P. Sahachaiyunta et al. (2002) investigated the effect of silica fouling in presence of minute
amounts of inorganic salts in reverse osmosis membranes. The various cations including iron,
manganese, nickel, and barium, which existed in industrial and mineral processing wastewaters,
on silica fouling was studied. Structure of fouled membrane is analysed using scanning electron
microscope (SEM). The concentration of soluble silica and total silica (soluble plus colloidal) in
the feed solution monitored during the runs using UV spectrophotometer and ICP/AES,
respectively. It was found that additions of manganese, nickel and barium in silica feed solution
accelerated flux decline of the feed silica solution. Since the structure of the deposit and absence
of these cations was the same, thus it might be concluded that manganese, nickel and barium do
not react with dissolved silica, and the reduction of flux was probably due to these cations
accelerating polymerization of silica. However, when iron of 3 ppm was added, the foulant
structure was changed drastically. It was observed monolayer structure with cracks developing.

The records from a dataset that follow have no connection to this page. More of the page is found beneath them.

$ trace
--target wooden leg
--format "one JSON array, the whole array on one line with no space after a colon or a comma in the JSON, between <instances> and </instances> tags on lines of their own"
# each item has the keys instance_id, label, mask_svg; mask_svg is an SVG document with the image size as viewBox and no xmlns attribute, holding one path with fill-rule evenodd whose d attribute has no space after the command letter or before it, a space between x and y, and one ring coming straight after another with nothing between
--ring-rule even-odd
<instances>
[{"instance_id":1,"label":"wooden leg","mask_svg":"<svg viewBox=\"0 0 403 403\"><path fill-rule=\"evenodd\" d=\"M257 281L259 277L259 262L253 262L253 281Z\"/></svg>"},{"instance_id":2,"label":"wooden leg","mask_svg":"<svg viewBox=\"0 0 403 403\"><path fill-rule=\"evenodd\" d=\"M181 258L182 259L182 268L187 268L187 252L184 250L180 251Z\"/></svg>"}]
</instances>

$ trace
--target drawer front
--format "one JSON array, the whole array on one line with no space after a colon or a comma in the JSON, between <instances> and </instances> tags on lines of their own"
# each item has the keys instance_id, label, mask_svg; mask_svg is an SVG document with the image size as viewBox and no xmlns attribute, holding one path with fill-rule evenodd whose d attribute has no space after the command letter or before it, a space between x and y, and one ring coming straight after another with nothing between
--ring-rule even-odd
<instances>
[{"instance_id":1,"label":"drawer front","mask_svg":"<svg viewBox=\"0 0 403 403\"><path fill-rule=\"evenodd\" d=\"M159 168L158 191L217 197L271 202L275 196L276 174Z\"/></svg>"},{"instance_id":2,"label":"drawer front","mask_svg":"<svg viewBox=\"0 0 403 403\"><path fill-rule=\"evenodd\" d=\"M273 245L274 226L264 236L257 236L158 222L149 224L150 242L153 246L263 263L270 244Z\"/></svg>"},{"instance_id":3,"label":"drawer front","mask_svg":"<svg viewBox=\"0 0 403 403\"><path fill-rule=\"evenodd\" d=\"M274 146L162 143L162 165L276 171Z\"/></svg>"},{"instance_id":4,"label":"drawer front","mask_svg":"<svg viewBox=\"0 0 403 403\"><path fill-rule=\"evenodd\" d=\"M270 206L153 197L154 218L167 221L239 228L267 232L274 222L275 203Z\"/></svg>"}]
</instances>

This layer probably developed due to association of iron (III) with dissolved silica to form the
complex iron silicate, Fe(OH)3 · SiO2.
3
(5) Chemical cleaning of silica fouling
Chemicals used for silica fouling control can be divided into three categories: (1) chemicals for
silica inhibition, (2) chemicals for silica dispersion (E. Neofotistou and K.D. Demadis, 2004),
and (3) chemicals for silica scale removal from membrane surfaces. Figure 2 shows silica
inhibition and silica dispersion processes.
(Source: E. Neofotistou and K.D. Demadis, 2004)
Figure 2 Silica inhibition and silica dispersion
Silica inhibitors can retard the polymerization of silica, which exceeded its solubility i.e
phosphonate-based chemicals. Dispersants can work by placing a surface charge on the
polymerized silica and cause repulsion and dispersion of these polymerized structures into water
phase (L. Y. Dudley and J. S. Baker, 1999).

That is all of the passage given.